Dejarlo morir con la confianza intacta era hacerle un favor.
¿O no? ¿Acaso no tenía derecho a conocer la verdad?
—¡Decado! —dijo una voz en su mente. Era Acuas. Decado cerró los ojos y se concentró en la voz.
—Dime.
—El enemigo ha llegado a Tarsk. No hay ni rastro de los mezclados.
—Están todos aquí.
—Entonces iremos con vosotros, ¿de acuerdo?
—De acuerdo —respondió Decado. Había conservado consigo a ocho de los monjes, en Magadón, y había enviado a los otros nueve a Tarsk.
—Hicimos lo que sugeriste y entramos en la mente de una bestia, pero no creo que te guste lo que hemos descubierto.
—Habla.
—¡Son dragones! Ceska comenzó a crearlos hará unos quince años. Algunos de los más recientes están creados con los hombres que capturó cuando se volvió a formar el Dragón.
—Ya veo.
—¿Supone esto alguna diferencia?
—No —dijo Decado—. Sólo hace que todo sea más doloroso.
—Lo siento. ¿El plan sigue en marcha?
—Sí. ¿Estás seguro de que debemos estar cerca?
—Lo estoy —dijo Acuas—. Cuanto más cerca, mejor.
—¿Y los templarios?
—Han cruzado el muro del Vacío.
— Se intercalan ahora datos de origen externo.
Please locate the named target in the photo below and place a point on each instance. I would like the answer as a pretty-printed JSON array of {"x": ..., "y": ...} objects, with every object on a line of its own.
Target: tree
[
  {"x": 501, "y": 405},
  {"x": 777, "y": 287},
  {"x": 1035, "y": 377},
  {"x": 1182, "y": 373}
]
Hemos estado a punto de perder a Balán.
—¿Cómo está?
—Se recuperará. ¿Le has dicho a Ananáis lo de Tenaka Jan?
—No.
—Tú sabrás qué es mejor.
—Eso espero. Venid tan deprisa como podáis.
Abajo, en la hierba, Ananáis dormía tranquilamente. Valtaya lo vio y le preparó comida: carne asada y pan. Se lo llevó una hora más tarde, y ambos se dirigieron a la sombra de los árboles. El guerrero se apartó la máscara y comió.
Valtaya no fue capaz de mirarlo; se alejó y se entretuvo cogiendo flores. Cuando Ananáis acabó de comer, la joven volvió a su lado.
—Ponte la máscara —dijo—. Puede venir alguien.
Los ojos azules del guerrero se clavaron en los suyos. Después, Ananáis apartó la mirada y se puso la máscara.
—Ya ha venido alguien —dijo con tristeza.